With 54 women among the 144 councillors in the Calcutta Municipal Commission (CMC) elected on Tuesday, will the city be ruled differently?
"Forty four per cent of the councillors elected to the new Calcutta Municipal Corporation from Trinamul are women," Mamata Banerjee has exulted.
Will the puromatas (civic mothers), as opposed to the puropitas (civic fathers), rule with greater compassion, sympathy, transparency, honesty and efficiency - the last coming from their experience of running households - as a school of thought suggests?
Will the potholes be smoothened out of roads at last with tender loving care? Will the streets be patted dry of waterlogging with alacrity? Will the neighbourhood's trees be watched over with anxious eyes and not be felled because they are standing in the way of an upcoming multi-storeyed?
Will the city feel more loved?
The women bring in with them to the new body a lot of confidence, professional experience and in many cases, great fashion sense, but also old stereotypes: of women being nicer, cleaner (especially morally), greener and more committed individuals than men, even if some of them are proxy candidates for the men in their families. But the gender roles do not seem to be weighing down the women so much.
The city may end up feeling a little more loved, if the women have their way, but most of them look at themselves first as individuals invested with a lot of power, and since 38 among the 54 are Trinamul party members, as Didi's soldiers.

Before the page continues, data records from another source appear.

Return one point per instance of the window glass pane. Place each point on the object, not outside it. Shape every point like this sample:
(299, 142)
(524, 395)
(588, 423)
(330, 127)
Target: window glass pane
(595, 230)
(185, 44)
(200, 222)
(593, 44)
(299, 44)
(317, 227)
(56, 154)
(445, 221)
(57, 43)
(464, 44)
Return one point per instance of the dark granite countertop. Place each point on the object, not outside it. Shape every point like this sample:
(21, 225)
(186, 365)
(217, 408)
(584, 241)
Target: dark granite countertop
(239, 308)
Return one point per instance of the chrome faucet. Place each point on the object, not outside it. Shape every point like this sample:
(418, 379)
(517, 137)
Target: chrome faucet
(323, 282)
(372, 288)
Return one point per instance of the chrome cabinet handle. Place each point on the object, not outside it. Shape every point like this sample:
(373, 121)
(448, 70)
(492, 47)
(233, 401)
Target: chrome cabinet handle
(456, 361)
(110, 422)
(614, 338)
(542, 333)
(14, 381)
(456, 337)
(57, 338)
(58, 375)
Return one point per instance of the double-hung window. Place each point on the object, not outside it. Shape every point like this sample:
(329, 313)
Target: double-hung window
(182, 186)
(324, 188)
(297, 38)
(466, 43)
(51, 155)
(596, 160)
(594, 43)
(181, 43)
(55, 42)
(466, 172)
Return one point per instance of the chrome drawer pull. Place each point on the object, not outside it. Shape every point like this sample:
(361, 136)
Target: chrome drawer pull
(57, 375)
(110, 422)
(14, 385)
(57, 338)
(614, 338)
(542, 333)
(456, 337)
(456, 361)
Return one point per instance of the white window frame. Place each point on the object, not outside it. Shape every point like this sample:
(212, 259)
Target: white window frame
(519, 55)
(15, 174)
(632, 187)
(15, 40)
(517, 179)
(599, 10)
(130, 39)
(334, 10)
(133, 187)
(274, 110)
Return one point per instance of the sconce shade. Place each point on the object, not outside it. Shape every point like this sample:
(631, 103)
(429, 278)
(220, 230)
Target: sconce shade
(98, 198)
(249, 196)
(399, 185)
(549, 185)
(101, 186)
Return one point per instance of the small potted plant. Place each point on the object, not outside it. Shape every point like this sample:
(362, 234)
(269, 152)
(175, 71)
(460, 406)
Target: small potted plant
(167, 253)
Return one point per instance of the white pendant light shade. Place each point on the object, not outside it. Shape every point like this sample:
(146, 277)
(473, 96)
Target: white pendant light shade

The CPM has 11 women councillors, the BJP has three while the Congress has two women in the newly elected CMC board.
Sudarshana Mukherjee of Trinamul of Ward 68 (Ballygunge), a young, sprightly former television journalist, and a first-timer with no political training, just says "Monsoons!", when asked about her role as a woman councillor.
Mukherjee, who met Mamata Banerjee at her residence and was told to work hard, is worried about the obstinate levels of water that collect in her ward during the rainy season, which is now almost always.
She is keen to reach out to every resident in her ward and is preparing a "Thank you" note that will be dropped at every household, something probably a woman would be more comfortable doing, but thinks that waterlogging, drainage, slum development and roads affect councillors of both genders equally.
Paramita Chatterjee of Trinamul was elected from Ward 84 for the second time. She is the wife of Trinamul leader Arup Chatterjee, who was councillor of the ward five times.
She wants to improve the duration of the supply of drinking water in her area and raise the height of roads in certain stretches.
Otherwise address the "normal wear and tear" that any area is subject to.
She does not think being a woman makes any difference. She had worked in the corporate world, which was a great help, as was working alongside her husband for 25 years.
Plus a woman brings the lessons of running the household with her: in public life, they are applied on a greater field.
But things are not so tough for women, she says, because "they have changed for the better".
Because, she says, "of the leadership of Mamata Banerjee". As an afterthought she says that women are also sincere.
Jui Biswas of Ward 81 in New Alipore, who won for the second time, is also confident that being a woman makes no difference.
A relative of Trinamul leader Aroop Biswas, she too is keen on increasing the duration of drinking water supply and on building a community hall in the area.
She feels that women work as hard as men. Biswas, again with a corporate background, says she worked as a councillor by day and for the party later till the eighth month of her pregnancy, as she was used to working for eight to 12 hours.
She later admits that being a woman brought advantages: women, cutting across classes, felt more comfortable talking to another woman and they bring in more transparency, sincerity and better administration.
Then why did the 55 women in the previous CMC not make any discernible difference to the city in the last five years? Biswas said she had not looked at the women as a body; but this time she will.
But then they are all sharply defined as Didi's soldiers.